I admit I was lazy for not checking full man page, sorry for that :(

>
> Regards,
> Jan
>
>> Thanks,
>> Zhouping
>>> +	if (ret == -1) {
>>> +		tst_resm(TBROK | TERRNO, "error getting memory policy "

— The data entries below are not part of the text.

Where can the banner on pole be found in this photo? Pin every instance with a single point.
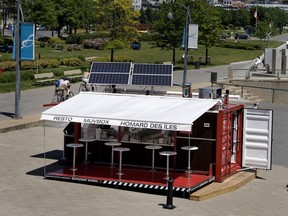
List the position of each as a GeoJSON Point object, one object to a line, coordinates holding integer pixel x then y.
{"type": "Point", "coordinates": [27, 49]}
{"type": "Point", "coordinates": [193, 36]}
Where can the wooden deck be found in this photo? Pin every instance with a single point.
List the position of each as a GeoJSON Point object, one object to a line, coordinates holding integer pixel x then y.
{"type": "Point", "coordinates": [230, 184]}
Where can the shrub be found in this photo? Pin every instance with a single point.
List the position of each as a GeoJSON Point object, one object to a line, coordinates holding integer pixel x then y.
{"type": "Point", "coordinates": [59, 46]}
{"type": "Point", "coordinates": [44, 39]}
{"type": "Point", "coordinates": [71, 62]}
{"type": "Point", "coordinates": [97, 43]}
{"type": "Point", "coordinates": [55, 40]}
{"type": "Point", "coordinates": [116, 59]}
{"type": "Point", "coordinates": [74, 47]}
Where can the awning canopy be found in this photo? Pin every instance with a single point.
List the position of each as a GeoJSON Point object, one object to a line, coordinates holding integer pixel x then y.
{"type": "Point", "coordinates": [138, 111]}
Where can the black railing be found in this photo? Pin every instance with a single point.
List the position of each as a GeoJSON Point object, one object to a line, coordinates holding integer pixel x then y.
{"type": "Point", "coordinates": [251, 86]}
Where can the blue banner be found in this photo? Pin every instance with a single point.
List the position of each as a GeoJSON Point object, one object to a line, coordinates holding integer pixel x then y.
{"type": "Point", "coordinates": [27, 35]}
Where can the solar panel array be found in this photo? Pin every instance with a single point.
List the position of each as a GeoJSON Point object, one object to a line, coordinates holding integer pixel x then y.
{"type": "Point", "coordinates": [113, 73]}
{"type": "Point", "coordinates": [110, 73]}
{"type": "Point", "coordinates": [152, 74]}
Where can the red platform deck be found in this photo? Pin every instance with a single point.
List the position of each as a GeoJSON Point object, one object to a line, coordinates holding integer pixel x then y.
{"type": "Point", "coordinates": [133, 178]}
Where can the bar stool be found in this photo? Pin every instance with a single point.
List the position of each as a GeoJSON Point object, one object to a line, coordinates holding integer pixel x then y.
{"type": "Point", "coordinates": [167, 154]}
{"type": "Point", "coordinates": [112, 144]}
{"type": "Point", "coordinates": [86, 140]}
{"type": "Point", "coordinates": [189, 149]}
{"type": "Point", "coordinates": [74, 146]}
{"type": "Point", "coordinates": [120, 150]}
{"type": "Point", "coordinates": [153, 148]}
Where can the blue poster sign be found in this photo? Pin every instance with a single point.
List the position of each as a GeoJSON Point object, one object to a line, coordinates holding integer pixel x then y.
{"type": "Point", "coordinates": [27, 33]}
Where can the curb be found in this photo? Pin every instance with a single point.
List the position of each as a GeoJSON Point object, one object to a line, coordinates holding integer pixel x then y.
{"type": "Point", "coordinates": [22, 123]}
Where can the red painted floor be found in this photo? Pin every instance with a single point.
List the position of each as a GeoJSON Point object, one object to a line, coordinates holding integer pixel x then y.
{"type": "Point", "coordinates": [132, 175]}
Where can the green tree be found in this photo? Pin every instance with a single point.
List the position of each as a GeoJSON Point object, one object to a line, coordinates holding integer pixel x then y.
{"type": "Point", "coordinates": [168, 28]}
{"type": "Point", "coordinates": [263, 29]}
{"type": "Point", "coordinates": [209, 23]}
{"type": "Point", "coordinates": [117, 18]}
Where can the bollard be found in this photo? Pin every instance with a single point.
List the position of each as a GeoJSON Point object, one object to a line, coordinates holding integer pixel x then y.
{"type": "Point", "coordinates": [169, 202]}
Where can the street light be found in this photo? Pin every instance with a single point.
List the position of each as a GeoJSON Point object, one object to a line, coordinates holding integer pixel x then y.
{"type": "Point", "coordinates": [17, 53]}
{"type": "Point", "coordinates": [186, 87]}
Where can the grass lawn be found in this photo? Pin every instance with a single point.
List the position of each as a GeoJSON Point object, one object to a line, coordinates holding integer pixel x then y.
{"type": "Point", "coordinates": [147, 54]}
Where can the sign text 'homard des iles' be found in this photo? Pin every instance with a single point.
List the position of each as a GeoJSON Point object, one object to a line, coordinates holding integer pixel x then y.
{"type": "Point", "coordinates": [122, 123]}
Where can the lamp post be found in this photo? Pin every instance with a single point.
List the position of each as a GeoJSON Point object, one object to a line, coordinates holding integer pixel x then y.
{"type": "Point", "coordinates": [186, 87]}
{"type": "Point", "coordinates": [17, 54]}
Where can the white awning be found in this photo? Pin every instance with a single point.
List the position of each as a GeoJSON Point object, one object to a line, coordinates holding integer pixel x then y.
{"type": "Point", "coordinates": [138, 111]}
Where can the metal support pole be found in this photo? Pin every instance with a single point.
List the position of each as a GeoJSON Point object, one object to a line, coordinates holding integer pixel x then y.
{"type": "Point", "coordinates": [17, 53]}
{"type": "Point", "coordinates": [169, 201]}
{"type": "Point", "coordinates": [186, 49]}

>>> +				"for page %p", addr);
>>> +	}
>>> +	return node;
>>> +}
>>> +
>>> +static int check_addr_on_node(void *addr, int exp_node)
>>> +{
>>> +	int node;
>>> +
>>> +	node = addr_on_node(addr);
>>> +	if (node == exp_node) {
>>> +		tst_resm(TPASS, "pid(%d) addr %p is on expected node: %d",
>>> +				getpid(), addr, exp_node);
>>> +		return 0;
>>> +	} else {
>>> +		tst_resm(TFAIL, "pid(%d) addr %p not on expected node: %d "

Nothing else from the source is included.